Clone a section of dynamic spectra using Gaussian random numbers.

Parameters:
  • dynamic_spectra – 2D array of dynamic spectra.

  • median_filter_lenght – Run the standard devaitions and medians through a filter with this lenght (Optional).

Returns:

Dynamic spectra that has simlar statstics as the given dynamic spectra.

will.create.dynamic_from_statistics(medians: ndarray, stds: ndarray, dtype: dtype, nsamps: int = 65536) ndarray

Make a dynamic spectra from statistics.

Parameters:
  • medians – Bandpass medians.

  • stds – Standard deviation of the bandpass.

  • dtype – data type of fake file.

  • nsamps – Number of time samples (Optional).

Returns:

2D array of randim numbers with the specified characteristics.

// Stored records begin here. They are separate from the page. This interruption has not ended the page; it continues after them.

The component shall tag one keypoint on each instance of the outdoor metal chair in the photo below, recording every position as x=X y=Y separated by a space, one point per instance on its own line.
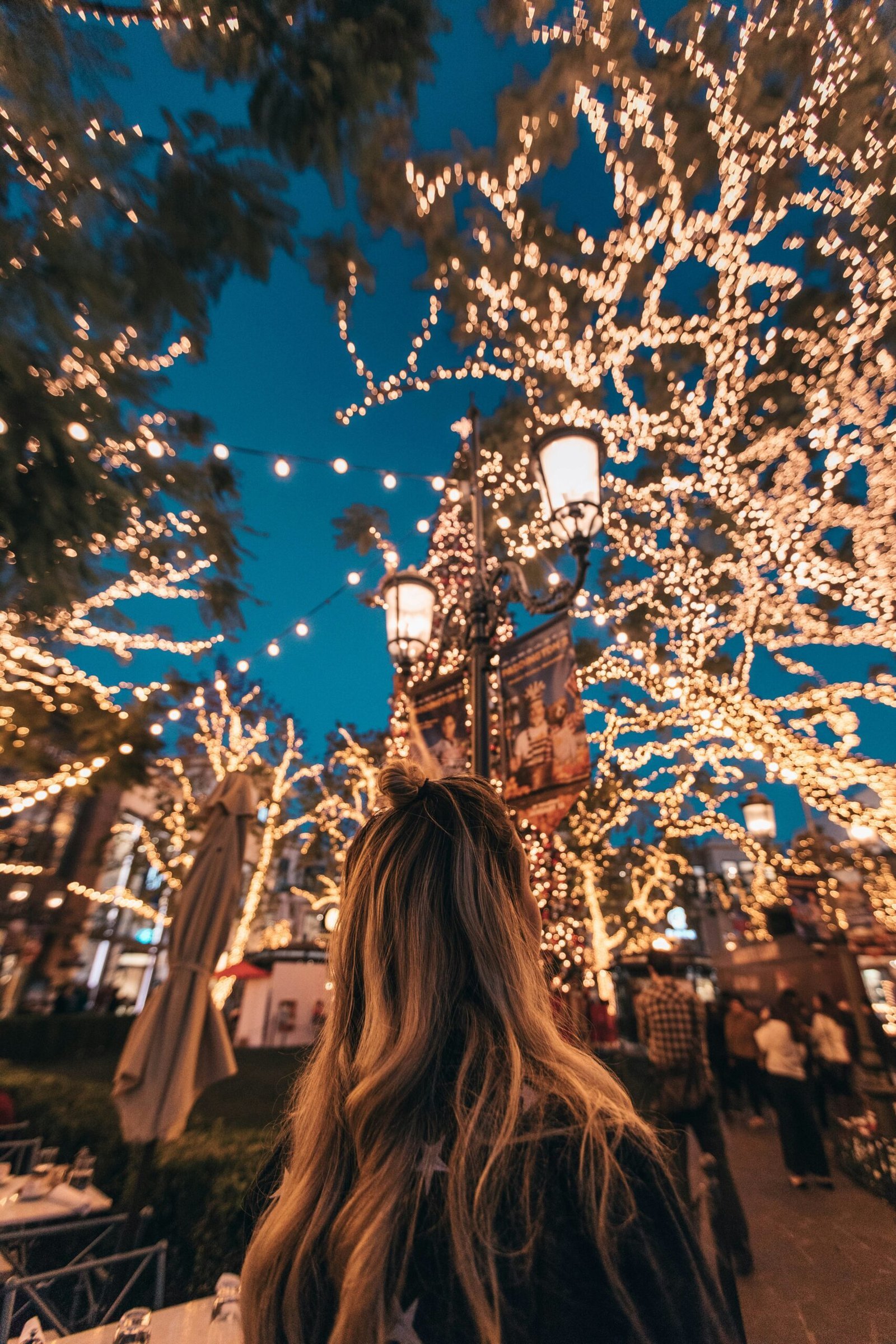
x=19 y=1154
x=83 y=1295
x=36 y=1248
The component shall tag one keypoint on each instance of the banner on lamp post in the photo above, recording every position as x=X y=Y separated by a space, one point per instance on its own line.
x=440 y=729
x=546 y=761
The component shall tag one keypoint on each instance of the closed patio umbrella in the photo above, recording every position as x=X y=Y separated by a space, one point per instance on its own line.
x=179 y=1045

will.create.filter_weights(dynamic_spectra: ~numpy.ndarray, metric: ~typing.Callable = <function median>, bandpass_smooth_length: int = 50, cut_sigma: float = 0.6666666666666666, smooth_sigma: int = 30) ndarray

Makes weights based on low values of some meteric. This is designed to ignore bandpass filters or tapers at the end of the bandpass.

Parameters:
  • dynamic_spectra – 2D dynamic spectra with time on the vertical axis.

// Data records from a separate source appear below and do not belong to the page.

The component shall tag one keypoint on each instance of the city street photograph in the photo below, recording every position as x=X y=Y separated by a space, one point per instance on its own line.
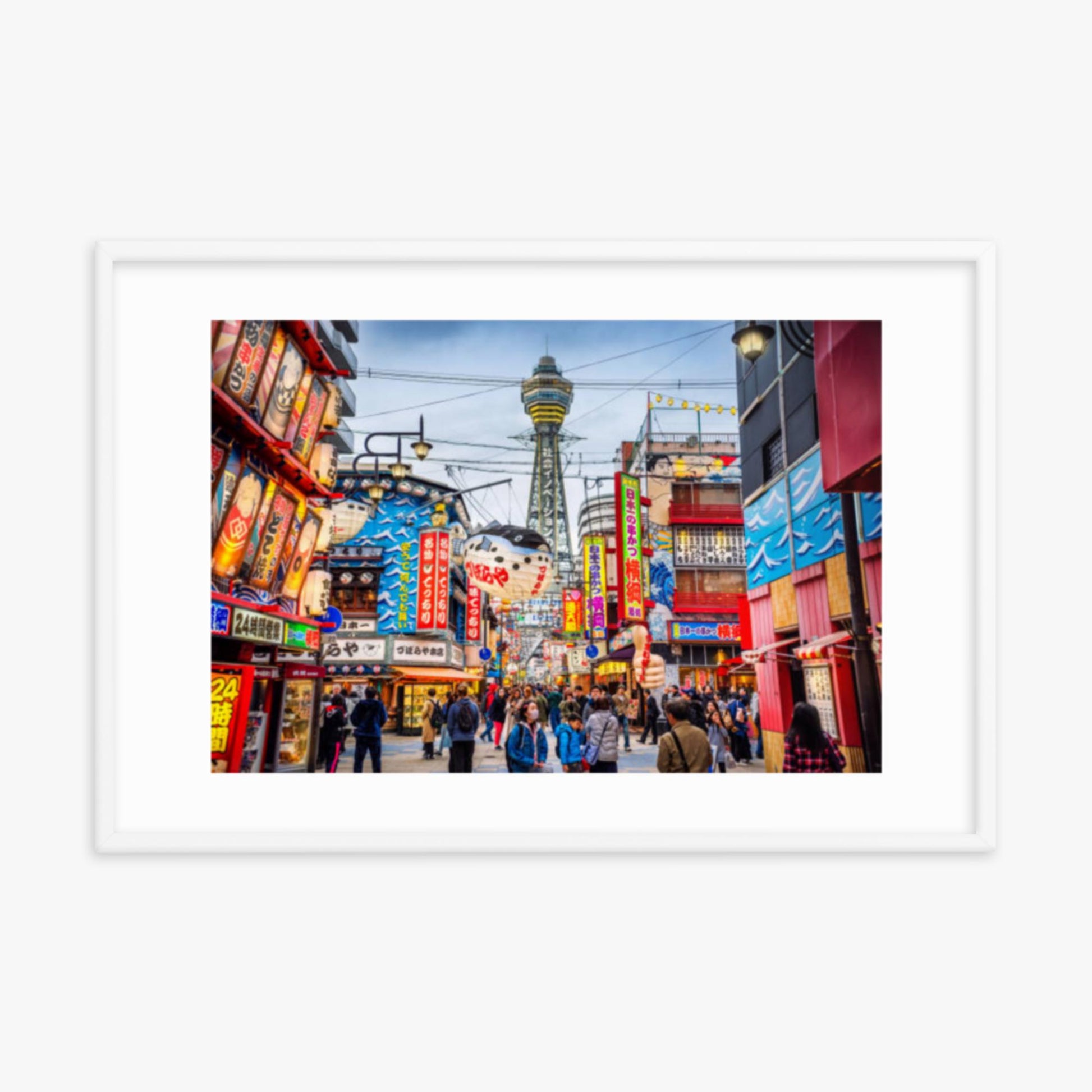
x=546 y=546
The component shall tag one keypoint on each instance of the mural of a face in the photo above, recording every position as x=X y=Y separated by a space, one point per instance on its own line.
x=236 y=530
x=510 y=563
x=284 y=392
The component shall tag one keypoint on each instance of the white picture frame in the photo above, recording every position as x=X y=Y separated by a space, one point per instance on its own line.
x=123 y=824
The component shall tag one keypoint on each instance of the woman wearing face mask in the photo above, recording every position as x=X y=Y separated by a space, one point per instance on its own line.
x=526 y=742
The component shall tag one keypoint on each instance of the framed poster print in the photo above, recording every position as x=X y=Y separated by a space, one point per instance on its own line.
x=751 y=486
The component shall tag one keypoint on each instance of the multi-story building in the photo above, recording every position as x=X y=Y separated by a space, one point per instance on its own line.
x=809 y=403
x=277 y=424
x=699 y=616
x=410 y=621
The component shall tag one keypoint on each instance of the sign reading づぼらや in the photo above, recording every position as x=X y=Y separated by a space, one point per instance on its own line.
x=410 y=651
x=434 y=562
x=345 y=649
x=630 y=548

  • metric – The statistic to sample (Optional).

  • bandpass_smooth_length – length of the median filter to smooth the bandpass (Optional).

  • sigma_cut – Cut values below (standard deviation)*(sigma cut) (Optional).

  • smooth_sigma – Gaussian filter smoothing sigma. If =0, return the mask where True=good channels (Optional).

Returns:

Bandpass weights for sections of spectra with low values. 0 where the value is below the threshold and 1 elsewhere, with a Gaussian taper.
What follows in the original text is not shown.